Mas até a conscientização de moradores e, especialmente, de parlamentares (vereadores, deputados estaduais e federais, e senadores) essa farra com o meio ambiente continuará. Existem estudos para a construção de mais 32 PCHs no Estado e que somadas às pequenas centrais hidrelétricas (15 em estudo) e mais 16 usinas hidrelétricas projetadas, o Estado exportará uma quantidade relevante de energia, mas acabará com seus recursos naturais.
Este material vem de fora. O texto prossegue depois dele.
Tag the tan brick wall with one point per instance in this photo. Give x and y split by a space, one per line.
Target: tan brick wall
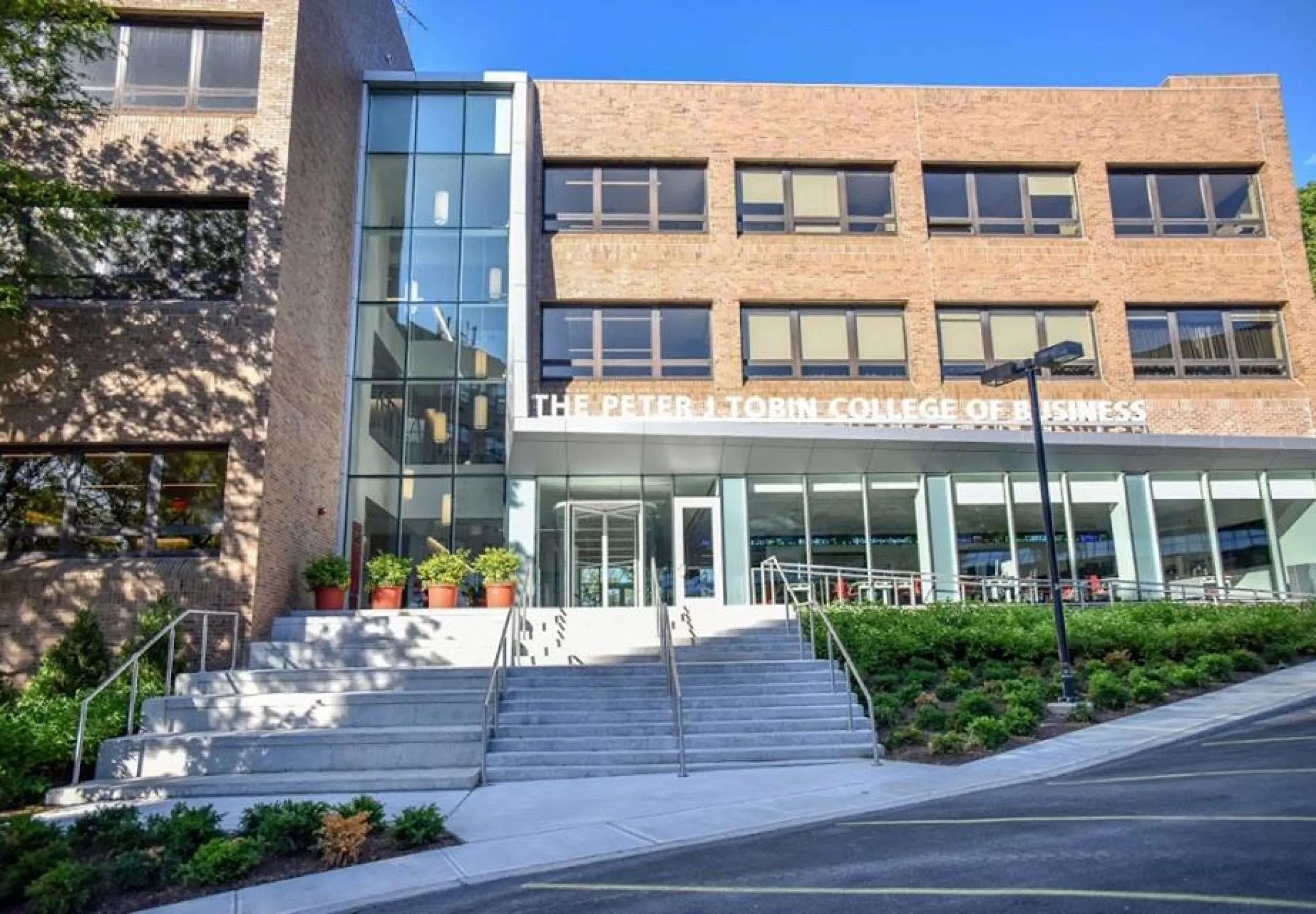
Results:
210 373
1190 121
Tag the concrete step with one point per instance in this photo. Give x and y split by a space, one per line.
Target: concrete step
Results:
233 753
262 682
349 783
303 710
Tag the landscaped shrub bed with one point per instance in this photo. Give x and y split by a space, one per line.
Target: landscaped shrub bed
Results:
114 861
953 680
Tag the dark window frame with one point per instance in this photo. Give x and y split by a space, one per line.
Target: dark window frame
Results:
974 223
788 223
799 366
598 364
1234 362
71 526
1216 228
598 220
973 369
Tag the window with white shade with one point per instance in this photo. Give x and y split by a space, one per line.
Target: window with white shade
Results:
207 67
1000 203
815 200
976 338
820 341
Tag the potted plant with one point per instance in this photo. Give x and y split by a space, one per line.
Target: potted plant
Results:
441 574
387 575
330 576
498 567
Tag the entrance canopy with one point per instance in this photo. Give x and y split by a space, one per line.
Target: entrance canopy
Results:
578 446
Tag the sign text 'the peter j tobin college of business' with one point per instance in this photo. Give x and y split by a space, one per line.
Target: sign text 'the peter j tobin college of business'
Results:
890 412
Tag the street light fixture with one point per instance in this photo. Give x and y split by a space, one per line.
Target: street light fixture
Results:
1000 375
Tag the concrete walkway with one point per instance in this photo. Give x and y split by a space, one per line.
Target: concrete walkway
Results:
524 828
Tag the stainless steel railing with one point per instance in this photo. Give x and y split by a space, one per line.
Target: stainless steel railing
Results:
135 663
668 656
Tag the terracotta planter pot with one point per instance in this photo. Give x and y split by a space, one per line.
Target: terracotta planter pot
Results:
330 597
499 596
443 596
386 597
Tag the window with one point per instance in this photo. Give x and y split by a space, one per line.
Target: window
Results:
181 67
112 503
624 199
147 248
627 342
1199 342
815 200
1186 203
824 342
1000 203
974 340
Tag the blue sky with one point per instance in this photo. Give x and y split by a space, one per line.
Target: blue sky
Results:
974 43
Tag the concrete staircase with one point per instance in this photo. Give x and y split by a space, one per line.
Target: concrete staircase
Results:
333 703
749 699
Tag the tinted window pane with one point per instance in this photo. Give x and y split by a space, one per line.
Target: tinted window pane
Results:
681 191
685 333
1180 196
1129 198
1232 196
391 115
999 196
946 194
868 194
438 123
1202 336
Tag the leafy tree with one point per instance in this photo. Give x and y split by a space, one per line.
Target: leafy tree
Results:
1307 203
44 114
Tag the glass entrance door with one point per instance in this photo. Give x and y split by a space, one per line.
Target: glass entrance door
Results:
698 552
606 543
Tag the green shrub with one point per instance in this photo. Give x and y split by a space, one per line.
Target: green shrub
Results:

Basta lembrar os projetos das pequenas centrais hidrelétricas (PCHs) em estudos: Manuel Alvinho II, no Rio Manuel alvinho; Cavalo Queimado, Rio Manuel Alves; Manuel Alvinho, Rio Manuel Alvinho; Barra do Mambo, Rio Manuel Alves; Rio da Conceição, no Rio Manuel Alves; Cachoeira, Rio Inferno; Silvânia, Rio Inferno; Doido, Rio Palmeiras; Opção, Rio Palmeiras; Piarucum, Rio Inferno; Manuel Alves, Rio Manuel Alves; Caetana, Rio Palmeiras; Perdida I, Rio Perdida; Soninho, Rio Soninho e Arara, no Rio Soninho.
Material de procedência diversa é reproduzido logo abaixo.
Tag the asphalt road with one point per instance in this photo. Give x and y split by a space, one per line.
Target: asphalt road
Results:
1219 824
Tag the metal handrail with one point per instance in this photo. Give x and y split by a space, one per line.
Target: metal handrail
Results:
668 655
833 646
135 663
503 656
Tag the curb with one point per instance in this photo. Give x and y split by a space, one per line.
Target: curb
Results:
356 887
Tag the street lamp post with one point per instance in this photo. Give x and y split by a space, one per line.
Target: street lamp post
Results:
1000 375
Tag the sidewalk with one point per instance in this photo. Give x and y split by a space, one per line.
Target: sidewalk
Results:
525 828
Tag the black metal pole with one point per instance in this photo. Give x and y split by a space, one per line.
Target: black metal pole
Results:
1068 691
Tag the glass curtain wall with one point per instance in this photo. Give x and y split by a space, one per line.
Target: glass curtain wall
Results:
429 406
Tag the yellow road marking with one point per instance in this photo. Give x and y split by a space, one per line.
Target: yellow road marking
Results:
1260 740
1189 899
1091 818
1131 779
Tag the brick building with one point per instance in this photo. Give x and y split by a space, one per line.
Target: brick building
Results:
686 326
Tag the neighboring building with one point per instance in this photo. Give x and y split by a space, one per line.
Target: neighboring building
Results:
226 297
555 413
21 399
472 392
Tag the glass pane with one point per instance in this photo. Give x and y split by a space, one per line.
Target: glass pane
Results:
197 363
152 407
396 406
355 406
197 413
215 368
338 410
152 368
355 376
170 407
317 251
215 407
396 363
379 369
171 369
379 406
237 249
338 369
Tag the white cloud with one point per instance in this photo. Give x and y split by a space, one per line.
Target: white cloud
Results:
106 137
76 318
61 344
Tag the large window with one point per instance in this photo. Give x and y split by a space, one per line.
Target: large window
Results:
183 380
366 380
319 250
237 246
Ou ainda as usinas hidrelétricas em estudos Perdida II, Rio Perdida; Barra do Palma, Rio Palmas; Pau d´Arco, Rio Palma; São Domingos, Rio Paranã; Natividade I, Rio Manoel Alves; Brejão, Rio Sono; Cachoeira da Velha, Rio Novo; Arraias, Rio Palma; Paranã, Rio Paranã; Balsas I, Rio Balsas Mineiro/Ponte Alta; Novo Acordo, Rio Sono; Rio Sono, no Rio Sono; Tocantins, Rio Tocantins; Tupiratins, Rio Tocantins; Santa Isabel, Rio Araguaia e Serra Quebrada, Rio Tocantins.
Conclusão: produziremos energia aos borbotões, as tarifas continuarão as mais altas do país e acabaremos com nossa principal riqueza: os recursos naturais abundantes em praticamente dois biomas: cerrado e Amazônia. Como disse, UMA VERGONHA!!!!!!